Saturday, Nov 22, 2014

Coordinate better to deal with China: Commerce Ministry

The new paper seeks to build on the old strategies with improvisations befitting the changed trade scenario. The new paper seeks to build on the old strategies with improvisations befitting the changed trade scenario.
Written by Shruti Srivastava | New Delhi | Posted: March 10, 2014 3:01 am

THE commerce ministry in a draft paper on dealing with the increasing economic clout of China has suggested better cooperation among all economic ministries as a first step towards tackling the rising trade deficit with the northern neighbour.

“There is no coordination among economic ministries. The first step towards taking on China is to coordinate amongst the government departments, a demand which has been constantly made by industry. The paper has proposed that at least economic ministries should work jointly to help India bridge the trade gap,” a senior official told The Indian Express.

The ministry under former commerce secretary Rahul Khullar had earlier, in 2011, drafted an action plan for strategically countering the manufacturing prowess of China. In fact, a new China Division was carved out to have dedicated officials for dealing with the trade matters relating to the country.
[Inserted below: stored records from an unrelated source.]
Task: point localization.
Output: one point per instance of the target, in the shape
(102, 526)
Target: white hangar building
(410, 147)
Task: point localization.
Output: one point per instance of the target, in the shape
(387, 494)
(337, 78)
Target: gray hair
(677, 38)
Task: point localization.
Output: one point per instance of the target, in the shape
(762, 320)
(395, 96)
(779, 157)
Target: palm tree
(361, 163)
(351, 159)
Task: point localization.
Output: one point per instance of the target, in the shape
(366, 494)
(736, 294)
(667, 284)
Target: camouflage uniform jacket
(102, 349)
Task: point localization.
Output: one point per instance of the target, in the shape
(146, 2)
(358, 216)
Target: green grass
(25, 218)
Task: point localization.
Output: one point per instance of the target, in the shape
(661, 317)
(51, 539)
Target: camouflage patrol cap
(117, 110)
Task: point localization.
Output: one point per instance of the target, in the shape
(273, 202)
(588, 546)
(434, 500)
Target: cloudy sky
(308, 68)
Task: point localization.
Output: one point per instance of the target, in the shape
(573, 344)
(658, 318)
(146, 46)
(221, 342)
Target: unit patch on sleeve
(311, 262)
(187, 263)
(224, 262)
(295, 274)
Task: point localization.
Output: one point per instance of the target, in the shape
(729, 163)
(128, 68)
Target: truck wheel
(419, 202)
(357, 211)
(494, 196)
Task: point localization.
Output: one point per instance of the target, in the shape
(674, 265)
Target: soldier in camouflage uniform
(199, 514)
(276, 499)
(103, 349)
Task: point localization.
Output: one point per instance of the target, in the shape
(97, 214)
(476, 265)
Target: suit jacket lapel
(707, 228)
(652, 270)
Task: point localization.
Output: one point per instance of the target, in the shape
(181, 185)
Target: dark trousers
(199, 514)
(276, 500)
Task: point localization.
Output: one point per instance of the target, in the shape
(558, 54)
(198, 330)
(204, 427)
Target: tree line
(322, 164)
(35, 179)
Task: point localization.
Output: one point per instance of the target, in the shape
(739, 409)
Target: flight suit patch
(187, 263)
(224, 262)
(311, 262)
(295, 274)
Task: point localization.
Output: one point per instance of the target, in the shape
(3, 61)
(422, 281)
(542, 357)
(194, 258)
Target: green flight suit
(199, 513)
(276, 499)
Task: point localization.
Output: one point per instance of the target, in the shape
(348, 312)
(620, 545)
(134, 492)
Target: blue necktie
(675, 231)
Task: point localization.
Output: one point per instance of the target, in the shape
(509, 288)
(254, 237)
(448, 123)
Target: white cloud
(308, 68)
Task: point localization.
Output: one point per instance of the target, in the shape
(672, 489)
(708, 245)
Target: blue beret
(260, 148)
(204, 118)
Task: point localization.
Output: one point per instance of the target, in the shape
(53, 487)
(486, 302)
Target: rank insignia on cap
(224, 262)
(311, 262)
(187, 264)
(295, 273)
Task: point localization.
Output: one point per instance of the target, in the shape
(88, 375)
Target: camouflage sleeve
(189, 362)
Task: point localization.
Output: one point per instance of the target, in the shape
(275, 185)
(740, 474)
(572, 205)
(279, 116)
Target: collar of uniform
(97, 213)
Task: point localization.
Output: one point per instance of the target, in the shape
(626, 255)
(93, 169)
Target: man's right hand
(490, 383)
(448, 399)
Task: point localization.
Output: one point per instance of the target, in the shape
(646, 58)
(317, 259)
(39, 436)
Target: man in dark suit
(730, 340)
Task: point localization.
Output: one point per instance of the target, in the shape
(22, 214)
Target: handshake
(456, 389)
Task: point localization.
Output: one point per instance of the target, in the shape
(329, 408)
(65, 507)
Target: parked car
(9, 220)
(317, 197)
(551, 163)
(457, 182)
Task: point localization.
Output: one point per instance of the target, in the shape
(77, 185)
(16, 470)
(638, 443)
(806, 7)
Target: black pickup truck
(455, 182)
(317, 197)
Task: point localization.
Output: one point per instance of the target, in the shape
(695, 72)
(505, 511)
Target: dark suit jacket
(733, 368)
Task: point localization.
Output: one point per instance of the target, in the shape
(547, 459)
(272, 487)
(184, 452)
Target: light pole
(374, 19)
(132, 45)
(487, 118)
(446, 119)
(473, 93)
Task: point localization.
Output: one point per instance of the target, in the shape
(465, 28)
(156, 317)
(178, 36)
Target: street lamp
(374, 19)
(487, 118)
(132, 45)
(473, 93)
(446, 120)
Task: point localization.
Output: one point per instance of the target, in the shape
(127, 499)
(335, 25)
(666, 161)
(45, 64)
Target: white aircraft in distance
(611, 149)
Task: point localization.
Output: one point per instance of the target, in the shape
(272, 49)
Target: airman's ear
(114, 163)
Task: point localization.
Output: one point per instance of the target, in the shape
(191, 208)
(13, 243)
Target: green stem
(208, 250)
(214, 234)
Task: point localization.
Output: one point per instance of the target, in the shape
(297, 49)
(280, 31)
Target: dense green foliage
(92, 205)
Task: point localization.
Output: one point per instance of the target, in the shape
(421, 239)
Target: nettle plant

The new paper seeks to build on the old strategies with improvisations befitting the changed trade scenario. Apart from better coordination, the paper suggests partnering of Indian firms with Chinese companies in areas where domestic manufacturing is strong. Also, China should be coaxed to not consider India as just a huge market but also invest and manufacture here.

The bilateral trade between the two nations declined by over 10 per cent to stand at $65.78 billion.
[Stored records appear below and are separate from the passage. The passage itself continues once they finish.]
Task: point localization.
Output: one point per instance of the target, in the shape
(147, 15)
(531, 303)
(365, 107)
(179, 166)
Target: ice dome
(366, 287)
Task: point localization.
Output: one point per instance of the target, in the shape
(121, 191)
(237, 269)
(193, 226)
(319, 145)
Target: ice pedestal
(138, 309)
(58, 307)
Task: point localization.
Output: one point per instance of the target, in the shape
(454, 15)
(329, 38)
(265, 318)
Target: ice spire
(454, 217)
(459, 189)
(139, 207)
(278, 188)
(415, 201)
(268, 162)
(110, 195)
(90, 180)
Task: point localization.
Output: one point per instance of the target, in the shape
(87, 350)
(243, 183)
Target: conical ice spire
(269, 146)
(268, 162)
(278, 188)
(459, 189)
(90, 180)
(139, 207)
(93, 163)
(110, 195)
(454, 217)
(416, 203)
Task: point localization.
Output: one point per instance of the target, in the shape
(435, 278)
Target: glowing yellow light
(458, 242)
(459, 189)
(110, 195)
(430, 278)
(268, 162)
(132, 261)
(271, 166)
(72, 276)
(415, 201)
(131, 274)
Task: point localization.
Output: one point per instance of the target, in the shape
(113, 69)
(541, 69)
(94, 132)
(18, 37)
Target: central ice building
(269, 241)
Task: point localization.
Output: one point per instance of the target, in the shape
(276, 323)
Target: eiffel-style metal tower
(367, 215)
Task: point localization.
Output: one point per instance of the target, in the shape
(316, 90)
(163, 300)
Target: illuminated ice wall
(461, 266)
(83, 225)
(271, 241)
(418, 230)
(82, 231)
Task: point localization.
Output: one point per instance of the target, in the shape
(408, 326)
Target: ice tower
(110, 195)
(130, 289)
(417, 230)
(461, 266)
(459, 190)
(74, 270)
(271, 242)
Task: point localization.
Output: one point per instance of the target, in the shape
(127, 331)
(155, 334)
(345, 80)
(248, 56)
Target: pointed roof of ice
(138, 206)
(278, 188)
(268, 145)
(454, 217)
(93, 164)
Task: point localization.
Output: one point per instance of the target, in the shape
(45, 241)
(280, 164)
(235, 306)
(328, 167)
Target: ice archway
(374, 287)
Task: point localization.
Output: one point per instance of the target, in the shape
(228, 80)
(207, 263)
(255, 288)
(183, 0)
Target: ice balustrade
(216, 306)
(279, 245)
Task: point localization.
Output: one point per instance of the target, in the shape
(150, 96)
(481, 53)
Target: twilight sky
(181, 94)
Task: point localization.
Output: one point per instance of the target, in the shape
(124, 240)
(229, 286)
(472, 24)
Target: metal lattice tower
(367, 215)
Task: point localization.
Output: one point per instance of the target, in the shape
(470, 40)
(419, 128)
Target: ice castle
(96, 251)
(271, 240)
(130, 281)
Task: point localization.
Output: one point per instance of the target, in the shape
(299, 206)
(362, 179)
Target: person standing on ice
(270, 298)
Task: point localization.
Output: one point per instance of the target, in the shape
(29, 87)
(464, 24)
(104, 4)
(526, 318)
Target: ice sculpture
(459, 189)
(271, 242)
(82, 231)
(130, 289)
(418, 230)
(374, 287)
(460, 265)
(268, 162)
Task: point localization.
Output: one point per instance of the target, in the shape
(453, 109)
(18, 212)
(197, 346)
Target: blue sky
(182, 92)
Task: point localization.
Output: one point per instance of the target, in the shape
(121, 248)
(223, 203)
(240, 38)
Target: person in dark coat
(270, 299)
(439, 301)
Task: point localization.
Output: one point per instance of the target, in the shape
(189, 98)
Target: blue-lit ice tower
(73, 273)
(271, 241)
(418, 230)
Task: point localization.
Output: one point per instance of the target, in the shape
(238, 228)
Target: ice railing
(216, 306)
India exported goods worth over $13 billion to China and bought goods worth over $52 billion from it, resulting in a trade deficit of over $35 billion.

Though the top leadership of both the countries have pledged to take up the two-way trade to $100 billion by 2015, as the current pace it is likely to be highly skewed in favour of China. “The Chinese are taking on India even in the IT sector, which has so far enjoyed a stronghold across the globe. We have to sharpen our focus on such sectors and ensure that we remain leaders in these areas. Indian companies will have to do continuous value-addition. Since we cannot defeat them on pricing as of now, we will have to make up for that with value-additions,” the official said.

Earlier, the department had chalked out a five-pronged strategy for dealing with China. It included creation of non tariff barriers where dependence is high, ensuring Chinese state-owned procurement agencies buy in bulk from Indian companies; and leveraging the huge domestic market to gain access to Chinese markets.

Several other departments including power, telecom and IT have also been asked to look at sectors where they are not competitive so that duties can be restructured to usher in competition.